Technological nay-sayers have been wrong before, but I just can't
see a *database* server full of static RAM in the next 10 years.

> I admit the high density low speed
> cold storage d2d backup systems will be the last to fall and will be
> quite some ways off.
>
> note by, 'next', and 'last days', i mean that pretty loosely...within
> the next 5 years or so. 'dead' as well...there are many stages of
> death to an enterprise legacy product. I consider tape backups to be
> nearly dead already, although there are many still in use. d2d is
> where it's at though.

Mainframers (and various other oldsters like me) think about
1) shock resistance,
2) media costs,
3) Iron Mountain,
4) media longevity.

You can drop a SuperDLT tape from "man height" and recover the data
(even if it has to be restrung into a new housing). I wouldn't drop
a disk full of data and have any expectation of survival.
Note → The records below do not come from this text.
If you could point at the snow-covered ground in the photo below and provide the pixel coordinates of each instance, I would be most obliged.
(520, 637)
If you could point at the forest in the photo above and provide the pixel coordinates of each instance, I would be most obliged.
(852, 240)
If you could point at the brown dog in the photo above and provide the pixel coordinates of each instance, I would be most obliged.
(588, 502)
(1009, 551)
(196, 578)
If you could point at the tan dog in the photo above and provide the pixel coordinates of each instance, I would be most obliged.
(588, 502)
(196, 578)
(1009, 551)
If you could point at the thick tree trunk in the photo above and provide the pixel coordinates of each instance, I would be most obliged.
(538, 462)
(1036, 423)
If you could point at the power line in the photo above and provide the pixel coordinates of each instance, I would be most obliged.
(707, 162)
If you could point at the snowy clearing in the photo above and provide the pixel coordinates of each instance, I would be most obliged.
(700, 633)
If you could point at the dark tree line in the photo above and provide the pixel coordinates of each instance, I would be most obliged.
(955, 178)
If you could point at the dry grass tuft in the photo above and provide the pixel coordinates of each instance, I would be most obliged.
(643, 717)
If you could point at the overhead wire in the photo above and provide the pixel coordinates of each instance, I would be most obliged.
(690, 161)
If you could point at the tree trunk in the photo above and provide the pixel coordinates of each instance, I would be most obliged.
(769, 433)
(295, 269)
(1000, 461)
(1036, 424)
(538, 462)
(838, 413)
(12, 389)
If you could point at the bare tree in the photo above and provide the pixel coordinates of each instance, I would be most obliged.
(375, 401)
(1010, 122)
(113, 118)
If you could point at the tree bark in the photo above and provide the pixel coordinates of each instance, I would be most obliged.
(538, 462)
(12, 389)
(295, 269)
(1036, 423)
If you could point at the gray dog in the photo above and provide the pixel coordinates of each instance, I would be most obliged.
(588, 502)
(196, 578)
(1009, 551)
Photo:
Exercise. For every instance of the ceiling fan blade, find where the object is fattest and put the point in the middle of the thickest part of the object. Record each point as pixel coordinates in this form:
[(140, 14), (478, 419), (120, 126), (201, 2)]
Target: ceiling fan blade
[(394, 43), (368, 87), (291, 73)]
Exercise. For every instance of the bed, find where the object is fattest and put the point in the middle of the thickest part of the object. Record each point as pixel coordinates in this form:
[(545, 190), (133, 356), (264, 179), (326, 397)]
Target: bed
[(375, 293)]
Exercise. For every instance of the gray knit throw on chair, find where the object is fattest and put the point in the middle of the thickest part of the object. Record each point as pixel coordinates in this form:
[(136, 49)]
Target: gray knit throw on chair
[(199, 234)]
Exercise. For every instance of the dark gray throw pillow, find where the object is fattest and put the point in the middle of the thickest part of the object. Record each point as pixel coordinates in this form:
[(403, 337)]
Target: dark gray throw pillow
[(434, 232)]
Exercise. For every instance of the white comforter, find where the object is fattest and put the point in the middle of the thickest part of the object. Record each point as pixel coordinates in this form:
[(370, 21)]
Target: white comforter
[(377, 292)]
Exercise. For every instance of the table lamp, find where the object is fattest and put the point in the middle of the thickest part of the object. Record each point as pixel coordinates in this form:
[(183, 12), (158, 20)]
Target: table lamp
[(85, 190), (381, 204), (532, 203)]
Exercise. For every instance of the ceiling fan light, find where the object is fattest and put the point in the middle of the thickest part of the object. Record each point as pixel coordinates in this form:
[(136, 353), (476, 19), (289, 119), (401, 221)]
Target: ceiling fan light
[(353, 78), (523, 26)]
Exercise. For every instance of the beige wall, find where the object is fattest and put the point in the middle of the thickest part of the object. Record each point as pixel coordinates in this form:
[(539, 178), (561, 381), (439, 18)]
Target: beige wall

A 160GB ("320"GB compressed) SATA drive is about $60 plus a $10
carrier. That comparable very well to tapes, I think.

An Iron Mountain delivery truck will drive over some nasty bumps.
How shock resistant is a disk drive in an external carrier? Not as
resistant as a drive in a padded shipping box. But is it resistant
"enough"?

"Enterprise-level" tapes can sit in storage for 7-15 years and then
still be readable. Can a disk drive sit un-used for 7 years? Would
the motor freeze up? Will we still be able to connect SATA drives
in 7 years?

--
Ron Johnson, Jr.
Jefferson LA USA

Give a man a fish, and he eats for a day.
Hit him with a fish, and he goes away for good!